Enquanto Júlia se distraía ao som da chuva eletrônica, com raios e trovões, o avô lembrava de João Felício, filho de dona Vitória, festejado como o homem do tempo. O rapaz não errava o nível das enchentes, a hora dos temporais. Bem cedinho, o sol nascendo, ele observava os sinais. Perfilado no centro do quintal, debaixo de frondosa castanheira, mandava o povo anotar as novidades. Para algumas predições, João Felício colava a cabeça na terra, na intenção de perceber os avisos mais profundos. Vibrava com notícias de piracemas, indicando aos pescadores o lugar exato dos cardumes. Uma das histórias de João Felício tinha o Sol e a Lua por personagens. Segundo ele, Sol e Lua se apaixonaram, mas não podiam namorar, por culpa do Sol, que era tímido, não gostava de se mostrar. Permanecia no horizonte poucas horas, rápido como chuva de verão. Há milhares de anos atrás, as pessoas dormiam quase o dia todo. Com pena do Sol, Deus alterou a ordem natural do Universo. Sol e Lua deviam andar no passo dos namorados, tudo cronometrado para se encontrarem, a cada doze horas, nas dobras do firmamento.

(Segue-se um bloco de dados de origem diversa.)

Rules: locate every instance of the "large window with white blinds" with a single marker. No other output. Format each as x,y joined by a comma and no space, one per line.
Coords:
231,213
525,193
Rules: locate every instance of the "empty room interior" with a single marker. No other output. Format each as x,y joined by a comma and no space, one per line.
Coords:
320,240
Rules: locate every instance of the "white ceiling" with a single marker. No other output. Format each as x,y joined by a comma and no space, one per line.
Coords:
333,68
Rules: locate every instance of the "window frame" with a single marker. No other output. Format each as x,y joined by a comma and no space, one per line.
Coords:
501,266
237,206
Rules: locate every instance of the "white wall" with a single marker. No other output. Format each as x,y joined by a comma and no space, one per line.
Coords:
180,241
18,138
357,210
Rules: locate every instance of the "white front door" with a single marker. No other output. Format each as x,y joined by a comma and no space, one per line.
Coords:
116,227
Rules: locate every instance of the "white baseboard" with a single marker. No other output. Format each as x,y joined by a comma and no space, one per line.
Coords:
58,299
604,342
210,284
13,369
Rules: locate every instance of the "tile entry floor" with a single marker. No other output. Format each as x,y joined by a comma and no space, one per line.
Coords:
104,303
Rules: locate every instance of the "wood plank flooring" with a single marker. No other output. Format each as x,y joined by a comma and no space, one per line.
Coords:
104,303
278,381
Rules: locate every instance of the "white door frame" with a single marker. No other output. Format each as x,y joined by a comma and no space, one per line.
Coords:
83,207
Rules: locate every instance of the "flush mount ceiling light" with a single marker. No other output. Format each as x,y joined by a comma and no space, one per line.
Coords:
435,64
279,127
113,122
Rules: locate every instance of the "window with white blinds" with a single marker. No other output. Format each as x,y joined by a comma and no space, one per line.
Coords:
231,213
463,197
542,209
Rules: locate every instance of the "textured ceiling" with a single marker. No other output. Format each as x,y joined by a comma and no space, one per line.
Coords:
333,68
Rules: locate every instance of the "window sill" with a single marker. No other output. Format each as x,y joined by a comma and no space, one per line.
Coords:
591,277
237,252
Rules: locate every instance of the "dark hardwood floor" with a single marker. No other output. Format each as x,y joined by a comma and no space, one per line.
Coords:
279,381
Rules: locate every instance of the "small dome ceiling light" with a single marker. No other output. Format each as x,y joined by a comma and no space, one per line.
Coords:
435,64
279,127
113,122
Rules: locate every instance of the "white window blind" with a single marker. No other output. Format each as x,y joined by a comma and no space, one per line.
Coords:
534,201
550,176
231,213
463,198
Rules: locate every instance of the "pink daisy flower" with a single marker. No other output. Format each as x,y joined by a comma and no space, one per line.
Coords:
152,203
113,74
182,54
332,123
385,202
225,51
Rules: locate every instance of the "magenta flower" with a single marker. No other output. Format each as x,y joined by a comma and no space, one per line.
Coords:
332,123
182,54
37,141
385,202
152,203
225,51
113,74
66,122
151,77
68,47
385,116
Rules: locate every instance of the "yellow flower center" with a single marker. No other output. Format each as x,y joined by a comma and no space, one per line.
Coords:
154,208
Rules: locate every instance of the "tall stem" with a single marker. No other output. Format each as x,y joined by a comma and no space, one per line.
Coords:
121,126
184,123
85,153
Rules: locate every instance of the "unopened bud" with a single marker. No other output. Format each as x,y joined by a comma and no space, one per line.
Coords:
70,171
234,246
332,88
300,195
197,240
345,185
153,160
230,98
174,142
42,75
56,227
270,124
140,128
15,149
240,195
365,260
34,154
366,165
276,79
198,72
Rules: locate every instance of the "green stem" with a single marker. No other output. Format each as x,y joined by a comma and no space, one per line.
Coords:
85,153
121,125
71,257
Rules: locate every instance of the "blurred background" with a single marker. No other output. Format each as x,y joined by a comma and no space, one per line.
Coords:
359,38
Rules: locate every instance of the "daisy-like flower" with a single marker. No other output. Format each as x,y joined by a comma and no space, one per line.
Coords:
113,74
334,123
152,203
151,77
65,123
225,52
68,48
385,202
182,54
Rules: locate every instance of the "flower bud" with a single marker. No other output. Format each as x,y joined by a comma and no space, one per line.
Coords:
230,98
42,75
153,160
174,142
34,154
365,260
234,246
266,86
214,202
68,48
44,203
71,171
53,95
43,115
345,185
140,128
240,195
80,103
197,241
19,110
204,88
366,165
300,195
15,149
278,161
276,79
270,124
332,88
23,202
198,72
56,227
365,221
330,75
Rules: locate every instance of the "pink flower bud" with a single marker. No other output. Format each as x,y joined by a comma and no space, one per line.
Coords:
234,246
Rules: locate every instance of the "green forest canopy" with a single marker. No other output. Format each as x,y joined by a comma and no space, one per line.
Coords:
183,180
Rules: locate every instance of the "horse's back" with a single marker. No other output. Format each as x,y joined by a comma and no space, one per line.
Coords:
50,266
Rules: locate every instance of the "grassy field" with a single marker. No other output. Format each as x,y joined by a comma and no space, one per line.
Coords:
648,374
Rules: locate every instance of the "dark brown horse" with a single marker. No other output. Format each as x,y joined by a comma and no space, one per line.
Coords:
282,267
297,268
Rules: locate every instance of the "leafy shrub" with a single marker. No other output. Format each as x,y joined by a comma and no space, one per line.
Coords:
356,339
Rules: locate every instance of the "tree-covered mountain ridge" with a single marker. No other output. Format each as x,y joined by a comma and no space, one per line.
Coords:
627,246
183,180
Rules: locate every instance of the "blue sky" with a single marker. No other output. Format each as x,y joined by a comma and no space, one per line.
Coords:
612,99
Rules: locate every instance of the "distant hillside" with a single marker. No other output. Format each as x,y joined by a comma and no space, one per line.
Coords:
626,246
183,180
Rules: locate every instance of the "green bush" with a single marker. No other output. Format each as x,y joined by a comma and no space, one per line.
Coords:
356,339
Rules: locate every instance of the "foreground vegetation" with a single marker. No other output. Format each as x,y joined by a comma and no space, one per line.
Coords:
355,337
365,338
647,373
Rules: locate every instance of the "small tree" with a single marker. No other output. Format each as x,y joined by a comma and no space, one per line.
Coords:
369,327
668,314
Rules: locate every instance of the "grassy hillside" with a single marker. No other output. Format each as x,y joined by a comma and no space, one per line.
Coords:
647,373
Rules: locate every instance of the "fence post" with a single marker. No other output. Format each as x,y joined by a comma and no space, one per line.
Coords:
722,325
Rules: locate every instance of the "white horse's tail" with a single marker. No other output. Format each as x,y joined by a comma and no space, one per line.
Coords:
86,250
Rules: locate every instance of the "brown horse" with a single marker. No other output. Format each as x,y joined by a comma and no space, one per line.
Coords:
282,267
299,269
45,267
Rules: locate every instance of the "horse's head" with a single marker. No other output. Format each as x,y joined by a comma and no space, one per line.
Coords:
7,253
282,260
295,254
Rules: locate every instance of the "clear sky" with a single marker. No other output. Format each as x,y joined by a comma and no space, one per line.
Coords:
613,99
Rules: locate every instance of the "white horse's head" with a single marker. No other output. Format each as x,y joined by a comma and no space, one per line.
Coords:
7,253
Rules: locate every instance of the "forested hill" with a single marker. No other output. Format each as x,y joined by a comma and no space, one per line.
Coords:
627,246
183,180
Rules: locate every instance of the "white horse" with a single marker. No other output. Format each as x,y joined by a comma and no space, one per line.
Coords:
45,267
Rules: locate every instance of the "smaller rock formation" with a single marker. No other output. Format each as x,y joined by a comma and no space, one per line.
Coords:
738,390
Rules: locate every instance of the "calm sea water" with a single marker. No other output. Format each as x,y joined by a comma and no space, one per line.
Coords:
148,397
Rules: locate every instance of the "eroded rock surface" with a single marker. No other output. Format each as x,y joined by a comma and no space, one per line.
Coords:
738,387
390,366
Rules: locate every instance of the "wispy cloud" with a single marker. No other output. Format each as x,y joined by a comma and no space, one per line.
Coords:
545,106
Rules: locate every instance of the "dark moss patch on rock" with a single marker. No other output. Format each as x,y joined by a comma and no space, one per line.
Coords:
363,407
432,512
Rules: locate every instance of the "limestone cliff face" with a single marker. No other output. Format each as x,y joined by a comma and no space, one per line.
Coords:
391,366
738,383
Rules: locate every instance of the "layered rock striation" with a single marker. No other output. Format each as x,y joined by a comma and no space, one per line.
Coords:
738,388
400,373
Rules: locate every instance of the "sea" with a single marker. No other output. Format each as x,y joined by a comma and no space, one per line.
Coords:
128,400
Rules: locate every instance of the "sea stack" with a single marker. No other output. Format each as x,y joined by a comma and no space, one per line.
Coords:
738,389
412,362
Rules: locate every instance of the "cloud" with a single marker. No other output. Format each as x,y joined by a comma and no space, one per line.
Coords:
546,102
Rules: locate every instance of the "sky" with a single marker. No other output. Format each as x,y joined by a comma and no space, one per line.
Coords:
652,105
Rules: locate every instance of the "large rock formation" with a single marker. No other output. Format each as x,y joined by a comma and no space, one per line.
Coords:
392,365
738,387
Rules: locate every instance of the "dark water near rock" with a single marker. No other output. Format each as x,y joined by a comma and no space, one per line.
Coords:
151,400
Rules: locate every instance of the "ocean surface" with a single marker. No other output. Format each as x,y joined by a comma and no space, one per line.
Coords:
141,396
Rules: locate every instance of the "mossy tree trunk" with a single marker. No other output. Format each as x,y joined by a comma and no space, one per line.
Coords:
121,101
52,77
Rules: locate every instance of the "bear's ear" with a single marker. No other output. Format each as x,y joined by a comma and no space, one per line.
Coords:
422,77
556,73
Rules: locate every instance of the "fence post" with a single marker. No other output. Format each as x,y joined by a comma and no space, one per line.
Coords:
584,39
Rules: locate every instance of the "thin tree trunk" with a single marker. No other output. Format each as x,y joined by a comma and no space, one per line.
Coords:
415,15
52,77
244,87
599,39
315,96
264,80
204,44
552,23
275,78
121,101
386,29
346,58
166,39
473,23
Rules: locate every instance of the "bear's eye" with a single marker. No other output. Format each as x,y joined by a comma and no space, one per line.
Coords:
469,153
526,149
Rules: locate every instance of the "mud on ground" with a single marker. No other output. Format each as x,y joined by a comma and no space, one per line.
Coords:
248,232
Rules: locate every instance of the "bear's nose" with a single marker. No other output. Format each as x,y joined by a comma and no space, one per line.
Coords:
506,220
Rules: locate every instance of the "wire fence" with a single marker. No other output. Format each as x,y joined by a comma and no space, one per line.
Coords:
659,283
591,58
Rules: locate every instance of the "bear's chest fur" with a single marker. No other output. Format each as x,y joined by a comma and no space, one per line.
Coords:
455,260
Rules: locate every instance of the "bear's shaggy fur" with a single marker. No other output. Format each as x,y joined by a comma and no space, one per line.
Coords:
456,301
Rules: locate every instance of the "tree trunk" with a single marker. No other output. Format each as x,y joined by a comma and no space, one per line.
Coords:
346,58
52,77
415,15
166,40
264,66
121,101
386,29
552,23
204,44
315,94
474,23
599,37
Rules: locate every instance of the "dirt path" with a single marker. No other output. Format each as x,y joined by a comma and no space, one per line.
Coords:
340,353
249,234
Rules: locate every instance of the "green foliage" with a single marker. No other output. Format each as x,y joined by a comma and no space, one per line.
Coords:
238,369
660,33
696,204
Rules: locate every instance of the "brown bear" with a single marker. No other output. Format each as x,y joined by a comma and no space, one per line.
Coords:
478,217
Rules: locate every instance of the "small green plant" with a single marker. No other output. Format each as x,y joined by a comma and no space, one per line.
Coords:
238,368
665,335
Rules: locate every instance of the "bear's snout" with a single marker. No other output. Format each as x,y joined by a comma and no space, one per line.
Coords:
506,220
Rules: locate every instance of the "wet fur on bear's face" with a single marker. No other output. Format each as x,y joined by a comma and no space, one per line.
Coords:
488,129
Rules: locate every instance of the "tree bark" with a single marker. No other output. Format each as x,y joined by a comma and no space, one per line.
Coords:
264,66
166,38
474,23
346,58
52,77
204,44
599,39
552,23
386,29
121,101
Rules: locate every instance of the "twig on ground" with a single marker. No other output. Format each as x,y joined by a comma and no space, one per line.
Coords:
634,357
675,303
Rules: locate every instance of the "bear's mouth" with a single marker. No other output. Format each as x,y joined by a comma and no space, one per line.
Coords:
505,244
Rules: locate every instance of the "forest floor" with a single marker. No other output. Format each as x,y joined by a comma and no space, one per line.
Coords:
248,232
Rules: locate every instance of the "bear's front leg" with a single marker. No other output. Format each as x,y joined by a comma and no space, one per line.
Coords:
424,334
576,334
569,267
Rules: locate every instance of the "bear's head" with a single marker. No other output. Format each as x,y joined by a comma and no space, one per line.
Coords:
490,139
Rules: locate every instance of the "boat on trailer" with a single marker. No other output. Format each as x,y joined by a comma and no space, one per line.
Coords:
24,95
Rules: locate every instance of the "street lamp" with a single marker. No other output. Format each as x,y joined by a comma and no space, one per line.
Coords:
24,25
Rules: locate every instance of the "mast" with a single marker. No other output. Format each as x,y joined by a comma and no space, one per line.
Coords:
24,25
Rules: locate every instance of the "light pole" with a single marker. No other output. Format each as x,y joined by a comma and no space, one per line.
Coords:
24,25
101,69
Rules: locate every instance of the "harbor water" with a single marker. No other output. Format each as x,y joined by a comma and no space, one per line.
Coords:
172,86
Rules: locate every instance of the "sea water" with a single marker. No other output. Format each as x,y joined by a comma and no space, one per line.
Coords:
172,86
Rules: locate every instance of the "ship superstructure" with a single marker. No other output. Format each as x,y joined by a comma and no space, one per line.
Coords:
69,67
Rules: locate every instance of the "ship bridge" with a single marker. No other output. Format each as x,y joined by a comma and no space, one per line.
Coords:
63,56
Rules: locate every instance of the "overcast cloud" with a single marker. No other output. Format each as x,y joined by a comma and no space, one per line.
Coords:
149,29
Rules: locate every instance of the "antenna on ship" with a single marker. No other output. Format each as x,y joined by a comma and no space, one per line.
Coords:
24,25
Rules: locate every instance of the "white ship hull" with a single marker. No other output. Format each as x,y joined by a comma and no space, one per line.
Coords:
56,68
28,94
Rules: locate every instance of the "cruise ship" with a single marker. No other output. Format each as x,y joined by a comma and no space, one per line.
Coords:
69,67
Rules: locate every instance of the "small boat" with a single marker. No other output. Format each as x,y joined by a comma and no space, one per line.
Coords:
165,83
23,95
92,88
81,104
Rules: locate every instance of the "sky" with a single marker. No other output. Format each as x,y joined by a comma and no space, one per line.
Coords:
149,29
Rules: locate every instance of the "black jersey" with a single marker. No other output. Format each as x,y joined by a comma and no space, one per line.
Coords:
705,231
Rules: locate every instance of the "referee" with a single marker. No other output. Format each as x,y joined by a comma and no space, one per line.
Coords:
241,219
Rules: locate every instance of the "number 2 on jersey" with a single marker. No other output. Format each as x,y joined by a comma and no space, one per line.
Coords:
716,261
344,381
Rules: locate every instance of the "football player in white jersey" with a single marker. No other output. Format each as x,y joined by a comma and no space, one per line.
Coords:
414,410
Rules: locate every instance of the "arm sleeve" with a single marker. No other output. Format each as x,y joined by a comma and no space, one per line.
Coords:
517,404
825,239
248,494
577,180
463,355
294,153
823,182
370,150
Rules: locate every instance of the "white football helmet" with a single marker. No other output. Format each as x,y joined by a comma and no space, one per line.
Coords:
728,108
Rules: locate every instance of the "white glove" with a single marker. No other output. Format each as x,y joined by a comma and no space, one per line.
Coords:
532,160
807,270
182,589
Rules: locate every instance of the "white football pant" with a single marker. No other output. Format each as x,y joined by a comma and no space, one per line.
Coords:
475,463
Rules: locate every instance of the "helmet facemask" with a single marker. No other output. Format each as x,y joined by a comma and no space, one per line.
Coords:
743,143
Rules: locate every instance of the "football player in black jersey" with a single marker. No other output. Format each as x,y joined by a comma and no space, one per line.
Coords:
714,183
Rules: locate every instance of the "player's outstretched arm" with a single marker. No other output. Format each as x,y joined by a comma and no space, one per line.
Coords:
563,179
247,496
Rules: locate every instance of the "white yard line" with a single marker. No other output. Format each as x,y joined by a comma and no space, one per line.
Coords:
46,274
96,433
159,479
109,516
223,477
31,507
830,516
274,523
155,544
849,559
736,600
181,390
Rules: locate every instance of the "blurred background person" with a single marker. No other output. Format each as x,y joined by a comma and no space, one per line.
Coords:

— Vô, e a lenda da menina órfã, conta de novo.
— Conto se você prestar atenção — diz o avô. — É uma história tão linda, parece a da Cinderela. A diferença é que não tem baile de gala no castelo. Em compensação, ela brinca de princesa às margens de um fantástico lago dourado. E foi aí que a menina órfã percebeu a voz fraquinha do príncipe condenado pela bruxa a viver com os sapos.
Júlia segreda ao avô que sonhou que passeava às margens do lago dourado, mas não se lembra de ter visto a menina órfã.